Early in The Harvey Girls there’s an extended song and dance sequence to the Henry Warren/Johnny Mercer classic, “The Atchison, Topeka and the Santa Fe”. It’s wonderful fun, evoking memories of Oklahoma and Seven Brides for Seven Brothers – other, later musical celebrations of Western pioneer spirit. But this scene is unfortunately the best that The Harvey Girls has to offer, and the rest of the movie is a thoroughly middling musical.
Judy Garland is as likable as ever. She is tiny, even among the other Harvey Girls, and her character, Susan Bradley, is a spitfire who speaks her mind. It’s always seemed to me that there was something plaintive and pleading in Judy Garland’s expression in every movie – and it’s here, too. No one could well up with tears more effectively than Judy Garland, because the tears always seemed so close to the surface even in happy moments.
It’s a delight to see Garland reunited with Ray Bolger (the Scarecrow in The Wizard of Oz) as the new blacksmith in town. His impressive footwork is put to use in more than one scene. Marjorie Main (of Ma and Pa Kettle fame) is present, too, as the head cook at the new Harvey House in Sandrock, Arizona. Unforgettable character actor Chill Wills is Susan’s almost-husband, and Angela Lansbury reigns as the towering, imperious, dance-hall girl, Em. A young Cyd Charisse is even here as a dreamy, dancing Harvey Girl.
But this a romance, and I’m still trying to decide what I think of casting John Hodiak (Lifeboat) as the saloon owner who wins Susan’s heart. There’s something brutal and predatory about his look – which may serve well as a “don’t judge a book by its cover” moral of the story. I didn’t quite buy it.

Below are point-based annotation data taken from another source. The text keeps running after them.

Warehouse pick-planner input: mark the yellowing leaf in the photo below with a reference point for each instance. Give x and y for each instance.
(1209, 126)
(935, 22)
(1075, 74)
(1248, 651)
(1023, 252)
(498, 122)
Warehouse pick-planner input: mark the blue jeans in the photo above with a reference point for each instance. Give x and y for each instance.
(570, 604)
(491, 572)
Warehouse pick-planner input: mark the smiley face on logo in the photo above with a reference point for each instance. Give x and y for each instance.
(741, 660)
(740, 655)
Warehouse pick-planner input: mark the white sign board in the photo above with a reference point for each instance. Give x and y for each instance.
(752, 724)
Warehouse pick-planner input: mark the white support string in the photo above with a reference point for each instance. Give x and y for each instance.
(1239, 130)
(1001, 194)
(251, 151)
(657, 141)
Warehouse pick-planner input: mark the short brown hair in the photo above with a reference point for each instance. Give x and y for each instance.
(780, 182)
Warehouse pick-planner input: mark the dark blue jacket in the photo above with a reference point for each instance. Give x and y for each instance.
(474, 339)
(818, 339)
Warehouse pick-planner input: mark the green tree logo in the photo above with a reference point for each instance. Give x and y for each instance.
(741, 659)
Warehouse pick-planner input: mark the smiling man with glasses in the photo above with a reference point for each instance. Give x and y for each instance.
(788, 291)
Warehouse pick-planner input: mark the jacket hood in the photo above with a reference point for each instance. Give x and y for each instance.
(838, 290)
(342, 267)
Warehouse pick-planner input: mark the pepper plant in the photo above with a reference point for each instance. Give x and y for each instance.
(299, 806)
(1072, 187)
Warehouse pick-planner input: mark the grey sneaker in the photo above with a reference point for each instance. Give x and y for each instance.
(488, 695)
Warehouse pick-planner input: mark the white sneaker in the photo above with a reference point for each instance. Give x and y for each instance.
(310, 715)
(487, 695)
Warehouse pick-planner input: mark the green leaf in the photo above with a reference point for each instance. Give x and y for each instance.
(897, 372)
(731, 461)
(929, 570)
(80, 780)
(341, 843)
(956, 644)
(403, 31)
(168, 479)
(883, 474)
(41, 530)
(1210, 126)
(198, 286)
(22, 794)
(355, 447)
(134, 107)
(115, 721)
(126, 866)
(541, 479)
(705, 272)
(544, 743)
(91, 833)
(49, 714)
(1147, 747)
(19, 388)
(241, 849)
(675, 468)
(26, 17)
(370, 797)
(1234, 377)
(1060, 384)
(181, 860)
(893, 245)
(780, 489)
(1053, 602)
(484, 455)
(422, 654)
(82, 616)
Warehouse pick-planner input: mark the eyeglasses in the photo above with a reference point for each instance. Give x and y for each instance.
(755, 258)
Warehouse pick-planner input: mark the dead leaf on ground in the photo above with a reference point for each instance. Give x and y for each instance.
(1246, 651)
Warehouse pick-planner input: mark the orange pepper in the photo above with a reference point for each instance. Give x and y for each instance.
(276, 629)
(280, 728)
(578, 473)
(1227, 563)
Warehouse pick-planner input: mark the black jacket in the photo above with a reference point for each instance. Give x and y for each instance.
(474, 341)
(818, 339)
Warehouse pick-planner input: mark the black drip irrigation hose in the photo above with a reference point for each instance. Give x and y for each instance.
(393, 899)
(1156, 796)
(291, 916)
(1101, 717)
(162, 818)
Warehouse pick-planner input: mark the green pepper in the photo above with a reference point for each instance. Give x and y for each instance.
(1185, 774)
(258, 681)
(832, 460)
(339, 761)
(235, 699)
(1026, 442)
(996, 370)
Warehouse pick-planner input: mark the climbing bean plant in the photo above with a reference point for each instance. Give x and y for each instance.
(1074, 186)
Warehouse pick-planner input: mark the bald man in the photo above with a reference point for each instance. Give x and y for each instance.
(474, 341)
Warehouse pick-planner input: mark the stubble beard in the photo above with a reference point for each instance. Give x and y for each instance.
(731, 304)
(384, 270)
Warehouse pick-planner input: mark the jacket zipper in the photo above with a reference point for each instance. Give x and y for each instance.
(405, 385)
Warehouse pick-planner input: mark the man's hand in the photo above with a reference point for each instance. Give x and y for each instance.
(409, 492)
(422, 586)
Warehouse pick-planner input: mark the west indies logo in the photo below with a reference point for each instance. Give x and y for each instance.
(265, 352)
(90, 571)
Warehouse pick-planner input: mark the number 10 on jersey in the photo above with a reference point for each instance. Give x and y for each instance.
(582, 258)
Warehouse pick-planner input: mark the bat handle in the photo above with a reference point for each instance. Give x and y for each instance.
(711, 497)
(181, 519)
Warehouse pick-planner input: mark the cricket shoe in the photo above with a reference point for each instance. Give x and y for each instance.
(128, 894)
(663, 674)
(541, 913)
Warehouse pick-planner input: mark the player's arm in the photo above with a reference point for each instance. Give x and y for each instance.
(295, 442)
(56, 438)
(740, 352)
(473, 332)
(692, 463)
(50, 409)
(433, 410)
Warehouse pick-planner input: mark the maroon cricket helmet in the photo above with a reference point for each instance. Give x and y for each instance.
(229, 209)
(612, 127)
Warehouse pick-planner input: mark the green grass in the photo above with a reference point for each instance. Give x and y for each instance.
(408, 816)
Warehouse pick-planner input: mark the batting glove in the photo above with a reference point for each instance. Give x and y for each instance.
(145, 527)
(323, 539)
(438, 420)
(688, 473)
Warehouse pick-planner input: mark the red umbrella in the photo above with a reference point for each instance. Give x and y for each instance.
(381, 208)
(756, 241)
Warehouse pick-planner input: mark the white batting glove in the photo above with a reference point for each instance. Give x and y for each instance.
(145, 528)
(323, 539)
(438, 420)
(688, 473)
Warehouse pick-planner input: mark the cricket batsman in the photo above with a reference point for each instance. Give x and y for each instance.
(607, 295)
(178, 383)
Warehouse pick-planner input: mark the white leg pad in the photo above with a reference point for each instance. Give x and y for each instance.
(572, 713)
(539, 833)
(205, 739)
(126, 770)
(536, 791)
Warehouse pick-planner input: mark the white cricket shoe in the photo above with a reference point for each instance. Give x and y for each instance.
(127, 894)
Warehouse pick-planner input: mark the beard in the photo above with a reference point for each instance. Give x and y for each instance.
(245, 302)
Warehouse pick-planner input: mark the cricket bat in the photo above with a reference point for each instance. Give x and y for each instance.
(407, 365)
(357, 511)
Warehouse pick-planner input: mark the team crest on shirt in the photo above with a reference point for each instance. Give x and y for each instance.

My real problem was with the film’s depiction of “good women” (those who bring their civilizing influence on these untamed men of the West) and “bad women” – the dance-hall girls, presumably prostitutes. There’s a scene in which the dance-hall girls attend a social thrown by the Harvey Girls and try, without success, to find any men who will waltz with them. It’s considered a triumph for respectability when they are spurned. By the end of the movie they’ve been dispossessed from Sandrock entirely. It reminded me of Dallas (Claire Trevor), the “bad woman” in the classic John Ford western Stagecoach – a woman who receives similar treatment from the concerned citizens, but who is portrayed much more sympathetically. Women did what they had to in order to survive in the West, because as Dallas said, “You gotta live, no matter what happens.”
The Harvey Girls redeemed itself a bit by allowing some mutual understanding between Susan and Em in the film’s final scene, even if Em is clearly the loser. And here, again, the sadness behind Judy Garland’s eyes make believable her character’s last-act compassion for a woman who has had a very different life than her own.